In 2008, Patrick joined the staff of the Arizona League Padres as the team's pitching coach. He also worked in the same capacity for the Single-A Fort Wayne TinCaps of the Midwest League in the 2010 season.

Before the 2013 season, he was named pitching coach of the Tucson Padres.

In 2015, he was hired as the pitching coach of the El Paso Chihuahuas. In 2016, he was named the pitching coach for the Pacific Coast League in the Triple-A All-Star Game.

Patrick has coached for the Naranjeros de Hermosillo of the Mexican Pacific League, and was promoted to manager of the club for the 2018–19 season. In 2020, he became the Águilas de Mexicali manager.

In February 2022, Patrick joined Diablos Rojos del México of the Mexican League as pitching coach. However, he left the team prior to the start of the season, for what the club cited was for personal reasons. Patrick later joined the Acereros de Monclova of the Mexican League on May 2, 2022, as their new pitching coach.

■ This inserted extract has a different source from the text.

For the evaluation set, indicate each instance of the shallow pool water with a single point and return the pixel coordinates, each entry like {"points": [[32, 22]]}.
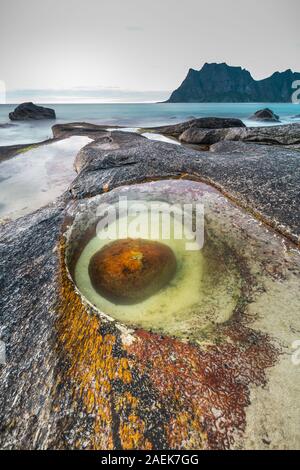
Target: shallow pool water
{"points": [[203, 292]]}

Patrick joined the Athletics organization in 2023, first as the pitching coach for the ACL Athletics of the Arizona Complex League. In 2024, he became the pitching coach of the Triple-A Las Vegas Aces. The following year, he was name a roving pitching development coach.

==Personal life==
Patrick married his wife, Julie, in the late 1990s while he was still a minor leaguer. Shortly after getting married, they had a son named Tavian. Tavian walked on to play college football at Arizona State.

According to Patrick, his unusual given name was suggested by an aunt, who claimed to have seen it used overseas. He has two sons Tavain, Kilian, and one daughter Jayden.